Hércules e o poder das escolhas
Herói tebano, filho de Zeus e de Alcmena, Hércules era um semideus famoso por sua impressionante força física. Originalmente era chamado pelos gregos de Herácles, que significa "a glória de Hera". Ele foi perseguido por Hera, a esposa ciumenta de Zeus, desde o seu nascimento até a sua morte.
Ainda jovem, Hércules retirou-se para um lugar isolado a fim de pensar a que gênero de vida se dedicaria. Sozinho, pensativo e repleto de dúvidas, surgiram diante dele duas mulheres tentando arrebatá-lo, prometendo, cada uma a seu modo, conduzí-lo à felicidade.

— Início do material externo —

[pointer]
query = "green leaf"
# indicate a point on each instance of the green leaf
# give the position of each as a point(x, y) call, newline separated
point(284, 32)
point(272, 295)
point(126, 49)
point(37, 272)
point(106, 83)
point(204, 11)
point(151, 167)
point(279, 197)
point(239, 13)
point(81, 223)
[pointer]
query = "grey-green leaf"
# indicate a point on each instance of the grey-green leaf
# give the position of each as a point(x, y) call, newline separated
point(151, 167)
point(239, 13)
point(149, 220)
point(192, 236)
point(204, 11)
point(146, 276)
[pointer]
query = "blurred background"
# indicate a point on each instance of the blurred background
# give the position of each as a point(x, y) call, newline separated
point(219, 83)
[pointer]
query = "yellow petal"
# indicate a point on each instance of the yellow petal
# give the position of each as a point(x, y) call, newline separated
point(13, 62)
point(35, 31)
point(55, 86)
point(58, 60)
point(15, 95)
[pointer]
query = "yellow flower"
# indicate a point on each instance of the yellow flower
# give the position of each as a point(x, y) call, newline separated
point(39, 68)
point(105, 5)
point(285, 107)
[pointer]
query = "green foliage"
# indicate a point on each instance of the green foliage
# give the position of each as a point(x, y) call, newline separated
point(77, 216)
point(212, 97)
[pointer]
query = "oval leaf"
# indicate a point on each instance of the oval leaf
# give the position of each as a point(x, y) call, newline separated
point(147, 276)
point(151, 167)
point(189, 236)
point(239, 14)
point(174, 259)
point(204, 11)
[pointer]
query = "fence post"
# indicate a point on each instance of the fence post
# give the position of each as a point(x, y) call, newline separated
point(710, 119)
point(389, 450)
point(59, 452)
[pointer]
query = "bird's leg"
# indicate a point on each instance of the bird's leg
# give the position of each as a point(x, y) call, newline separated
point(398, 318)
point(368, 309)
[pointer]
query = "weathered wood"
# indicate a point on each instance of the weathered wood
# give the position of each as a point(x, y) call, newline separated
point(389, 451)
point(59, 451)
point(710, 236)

Uma era belíssima, de rosto majestoso, plena de dignidade, modéstia nos gestos, pudor nos olhos e no modo de vestir; era Aretê - a virtude. A outra, chamada Kakia - a indolência, volúpia ou vício, tinha olhares ousados e era ambiciosa nos gestos. Vaidosa e fútil se vestia com roupas reveladoras com a intenção de seduzir. Cada uma das duas tentava conquistá-lo com suas promessas.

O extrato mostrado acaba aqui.